Whether authentically democratic discourse is still possible? Habermas states that power is illegitimate per se. Legitimation of political power in modern societies is provided by the deliberative discourse, which pass through a public sphere and foster public opinion. Media power must be legitimized in its own logic. First, media source must be inclusive for all interested actors (if there are formal or informal restrictions, that discriminate an actor, they must be rationally justified to be legitimate). Moreover, the specter of opinions must be exhaustively represented on air. As Bohman states, only the clash of different perspectives can produce an effective deliberation, which fosters rational public opinion.

Second, an editorial policy does not discriminate certain participants in favor of others (editorial impartiality). Being a component of all social relations, power relations are dependent on particular context. As we have already shown, even if a point of view is represented on air, it can be discriminated if favor of others by moderator, who accumulates power resources in this particular context.

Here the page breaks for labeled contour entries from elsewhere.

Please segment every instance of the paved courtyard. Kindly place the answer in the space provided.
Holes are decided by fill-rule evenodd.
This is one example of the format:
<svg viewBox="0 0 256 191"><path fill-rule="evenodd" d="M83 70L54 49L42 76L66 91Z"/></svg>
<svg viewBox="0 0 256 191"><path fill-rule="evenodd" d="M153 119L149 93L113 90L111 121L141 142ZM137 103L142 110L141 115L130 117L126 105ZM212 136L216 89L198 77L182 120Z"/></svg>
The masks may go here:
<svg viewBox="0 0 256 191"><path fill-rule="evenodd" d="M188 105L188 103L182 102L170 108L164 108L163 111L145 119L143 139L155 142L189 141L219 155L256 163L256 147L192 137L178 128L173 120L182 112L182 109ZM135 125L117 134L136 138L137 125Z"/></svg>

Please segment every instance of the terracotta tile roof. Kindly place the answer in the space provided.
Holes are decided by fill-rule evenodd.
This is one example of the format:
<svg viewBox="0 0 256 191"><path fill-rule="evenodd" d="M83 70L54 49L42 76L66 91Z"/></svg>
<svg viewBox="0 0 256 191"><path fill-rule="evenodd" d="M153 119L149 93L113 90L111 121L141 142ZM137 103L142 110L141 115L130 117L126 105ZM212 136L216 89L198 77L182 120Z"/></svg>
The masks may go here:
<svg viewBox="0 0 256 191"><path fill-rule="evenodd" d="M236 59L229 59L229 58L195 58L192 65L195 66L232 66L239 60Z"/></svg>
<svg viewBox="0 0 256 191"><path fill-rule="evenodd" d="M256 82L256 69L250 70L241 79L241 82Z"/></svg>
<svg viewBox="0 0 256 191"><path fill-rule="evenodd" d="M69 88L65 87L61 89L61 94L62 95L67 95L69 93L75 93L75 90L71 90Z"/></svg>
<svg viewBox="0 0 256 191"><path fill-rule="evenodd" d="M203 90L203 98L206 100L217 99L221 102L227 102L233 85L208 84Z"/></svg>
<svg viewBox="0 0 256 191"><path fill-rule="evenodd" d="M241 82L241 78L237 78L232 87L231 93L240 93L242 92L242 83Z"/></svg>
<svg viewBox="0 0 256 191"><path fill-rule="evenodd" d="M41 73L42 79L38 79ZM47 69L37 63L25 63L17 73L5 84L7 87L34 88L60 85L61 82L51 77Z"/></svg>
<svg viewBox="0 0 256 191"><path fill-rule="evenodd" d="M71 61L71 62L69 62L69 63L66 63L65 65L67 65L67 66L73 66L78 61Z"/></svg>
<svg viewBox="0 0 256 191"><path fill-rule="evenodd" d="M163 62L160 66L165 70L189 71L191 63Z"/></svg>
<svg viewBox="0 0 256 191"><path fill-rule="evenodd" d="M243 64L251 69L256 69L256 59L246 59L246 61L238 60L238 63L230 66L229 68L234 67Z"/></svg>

If these two requirements are satisfied, mass media produces a democratic discourse. Habermas emphasizes two structural conditions, which encourage fair game in media system: «first, a self-regulating media system must maintain its independence vis-a`-vis its environments while linking political communication in the public sphere with both civil society and the political center; second, an inclusive civil society must empower citizens to participate in and respond to a public discourse that, in turn, must not degenerate into a colonizing mode of communication». Both of conditions frame an activity of media source fostering its inclusiveness and impartiality.